As concerns over rising interest rates and inflation mount, they’re also dampening the growth outlook among franchisors. Just over half of C-level executives, 54.4 percent, said they are confident their brand will meet its growth goals this year. That’s down from 76.9 percent in April, when executives were surveyed by financial technology company BoeFly, which helps franchisors qualify their applicants and also connects those candidates with lending options.
“I’m not surprised to see the pullback of optimism,” said Mike Rozman, BoeFly’s CEO, as he noted the survey was conducted July 7-18, just days before the Federal Reserve approved an interest rate increase of a quarter of a percentage point, pushing the federal funds rate to a range of 5.25 to 5.5 percent. “I think the franchisors aren’t troubled by the interest rates. They’re troubled that their prospects are troubled by the interest rates.”
That sentiment is backed up by the survey, as 81.8 percent of respondents said current interest rate levels have negatively impacted their brand’s growth plans, up from 71.8 percent in the spring.
BoeFly created the quarterly Franchise Growth Confidence Index to assess franchisor executive confidence related to achieving their domestic growth goals. For the second installment, BoeFly again surveyed nearly 700 franchisor chief executive, chief financial and chief development officers across several industries including automotive, education, fitness, health and beauty, home services, restaurants and retail.
Inflation is likewise chilling growth outlooks. While there was only a slight uptick, from 74.4 percent to 79.5 percent, in respondents who said the current inflation rate has negatively impacted growth plans, 86.4 percent said inflation caused their brand to increase cost estimates in Item 7 of the franchise disclosure document. That’s up from just 46.2 percent earlier this year.
“There’s some sticker shock to that new franchisee,” said Rozman. “Inflation just hasn’t gone away.”
Jennifer Durham, chief development officer at Hand & Stone Massage and Facial Spa, said the brand will open at least 50 new locations by the end of 2023, up from the 37 it opened in 2022 but less that forecasted.
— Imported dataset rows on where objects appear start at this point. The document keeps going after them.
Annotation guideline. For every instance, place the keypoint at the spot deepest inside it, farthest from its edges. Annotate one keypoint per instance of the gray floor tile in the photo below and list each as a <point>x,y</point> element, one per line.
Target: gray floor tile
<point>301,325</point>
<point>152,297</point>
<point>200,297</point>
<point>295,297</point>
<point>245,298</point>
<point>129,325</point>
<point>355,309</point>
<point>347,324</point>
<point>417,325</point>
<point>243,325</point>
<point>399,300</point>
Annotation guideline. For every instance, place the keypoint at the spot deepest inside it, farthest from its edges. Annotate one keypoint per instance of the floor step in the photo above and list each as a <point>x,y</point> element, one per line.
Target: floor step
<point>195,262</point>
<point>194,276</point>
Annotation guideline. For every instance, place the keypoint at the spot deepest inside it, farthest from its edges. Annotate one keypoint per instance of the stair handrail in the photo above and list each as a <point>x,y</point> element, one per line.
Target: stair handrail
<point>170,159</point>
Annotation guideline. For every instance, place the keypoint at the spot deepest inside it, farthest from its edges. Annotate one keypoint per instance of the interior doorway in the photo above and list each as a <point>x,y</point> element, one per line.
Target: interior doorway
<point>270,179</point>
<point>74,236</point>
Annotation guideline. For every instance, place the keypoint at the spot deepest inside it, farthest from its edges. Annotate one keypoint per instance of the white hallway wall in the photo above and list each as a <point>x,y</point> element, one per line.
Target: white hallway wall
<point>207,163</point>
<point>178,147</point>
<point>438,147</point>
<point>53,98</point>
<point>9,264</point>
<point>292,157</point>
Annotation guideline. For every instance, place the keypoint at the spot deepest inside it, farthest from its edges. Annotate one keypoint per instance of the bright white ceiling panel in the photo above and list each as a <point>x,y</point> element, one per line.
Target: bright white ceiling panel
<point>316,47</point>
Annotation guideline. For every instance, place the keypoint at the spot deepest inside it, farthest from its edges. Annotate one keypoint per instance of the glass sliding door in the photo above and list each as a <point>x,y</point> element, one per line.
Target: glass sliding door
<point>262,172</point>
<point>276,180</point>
“Universally, cost of construction and real estate are the biggest challenges for anyone sitting in my chair,” she said. The brand, which has 570 units, is focusing “more intently” on conversions and helping existing franchisees, who account for 78 percent of the development pipeline, mitigate construction costs.
Lead flow and interest in Hand & Stone, meanwhile, “is better than it’s ever been,” said Durham, up 20 percent from 2022.
There is optimism on the labor front. In a new survey question, 75 percent of executives said the ability to find and hire strong employees has improved.